Within a function, is there a way to determine if vim is in insert mode (or was in insert mode prior to calling the function)?
3 Answers
Something must have invoked your function. Setting the (new in Vim 8.0) asyncronous timers aside, this will be either
- a custom command, which cannot be invoked from insert mode, only command-line mode
- a mapping
- an
:autocmd
event
For the latter, you can split into two separate :autocmd
s, and pass an isInsertMode
flag into your function:
autocmd CursorHold,CursorHoldI * call MyFunc()
turns into
autocmd CursorHold * call MyFunc(0)
autocmd CursorHoldI * call MyFunc(1)
For mappings, you can pass a similar flag, or a character representing the mode (to also handle visual mode and so on):
:nnoremap <F2> :call MyFunc('n')<CR>
:vnoremap <F2> :<C-u>call MyFunc('v')<CR>
:inoremap <F2> <C-o>:call MyFunc('i')<CR>
That is the canonical approach, and should work for most use cases.
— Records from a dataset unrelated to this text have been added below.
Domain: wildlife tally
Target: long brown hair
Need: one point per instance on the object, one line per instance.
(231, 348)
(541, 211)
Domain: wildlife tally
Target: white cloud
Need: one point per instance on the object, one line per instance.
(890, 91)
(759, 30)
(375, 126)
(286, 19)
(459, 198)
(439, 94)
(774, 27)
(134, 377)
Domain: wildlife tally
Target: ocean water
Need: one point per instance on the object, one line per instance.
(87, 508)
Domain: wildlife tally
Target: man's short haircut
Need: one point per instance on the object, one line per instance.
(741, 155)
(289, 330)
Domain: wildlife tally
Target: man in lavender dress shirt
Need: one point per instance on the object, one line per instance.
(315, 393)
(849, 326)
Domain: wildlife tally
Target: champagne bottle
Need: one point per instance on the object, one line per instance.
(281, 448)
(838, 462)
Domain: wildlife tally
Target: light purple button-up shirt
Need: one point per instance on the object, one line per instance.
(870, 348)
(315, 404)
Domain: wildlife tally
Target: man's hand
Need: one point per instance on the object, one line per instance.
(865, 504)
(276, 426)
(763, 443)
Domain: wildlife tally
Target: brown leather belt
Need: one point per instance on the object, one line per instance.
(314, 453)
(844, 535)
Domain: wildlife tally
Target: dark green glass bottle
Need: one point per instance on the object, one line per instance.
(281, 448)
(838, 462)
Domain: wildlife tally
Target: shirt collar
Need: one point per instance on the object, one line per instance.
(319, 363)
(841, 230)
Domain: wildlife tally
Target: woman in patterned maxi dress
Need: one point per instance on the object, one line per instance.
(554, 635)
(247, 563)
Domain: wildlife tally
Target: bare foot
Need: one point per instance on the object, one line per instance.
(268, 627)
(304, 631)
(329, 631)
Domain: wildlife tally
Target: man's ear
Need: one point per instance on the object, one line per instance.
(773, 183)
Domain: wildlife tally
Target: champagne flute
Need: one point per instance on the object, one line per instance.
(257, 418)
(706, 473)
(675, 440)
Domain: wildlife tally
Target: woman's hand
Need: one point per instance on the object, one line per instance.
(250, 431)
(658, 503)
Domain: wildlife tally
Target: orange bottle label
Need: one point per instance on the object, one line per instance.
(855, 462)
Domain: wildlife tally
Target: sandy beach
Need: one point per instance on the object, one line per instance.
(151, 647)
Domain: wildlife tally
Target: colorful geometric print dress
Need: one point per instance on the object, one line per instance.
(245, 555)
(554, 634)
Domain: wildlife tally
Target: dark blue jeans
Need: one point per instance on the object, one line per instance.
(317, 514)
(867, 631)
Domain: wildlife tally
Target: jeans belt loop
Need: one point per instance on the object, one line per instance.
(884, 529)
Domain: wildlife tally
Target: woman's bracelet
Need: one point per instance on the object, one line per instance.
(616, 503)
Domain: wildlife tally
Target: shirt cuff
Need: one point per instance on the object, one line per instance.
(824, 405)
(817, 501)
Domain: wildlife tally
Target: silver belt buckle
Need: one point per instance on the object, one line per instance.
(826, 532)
If you have a really special need, please elaborate in your question.
There is mode()
function which can be used in some contexts (not thoroughly documented) with the following description:
mode([expr]) Return a string that indicates the current mode.
...
i Insert
So, when it works, check for insert mode in your function can look like this:
if mode() == 'i'
" in insert mode
endif
-
2That only works under some special circumstances (as part of statusline evaluation, or map-expr, or a remote invocation). Its help even mentions this: In most other places it always returns "c" or "n". Nov 25, 2016 at 10:41
-
1"In most other places" is a rather vague term, unfortunately. For the
CursorMovedI
andCursorMoved
events which I am particularly interested in,mode()
seems to work. Within theInsertEnter
event, however,mode()
returns in factn
. Nov 25, 2016 at 10:56
Jist of hinging behavior on the mode that you are in:
The reason that determining what mode you're in is difficult is because you're trying to decide something in a place where that information is generally not kept.
So move upstream and put your hinge on mode in the nnoremap
, inoremap
, vnoremap
, etc, like this:
nnoremap jj :call DecoupleDilithiumMatrix()
nnoremap jk :call EjectWarpCore()
Then you can put your mode-specific code in the functions.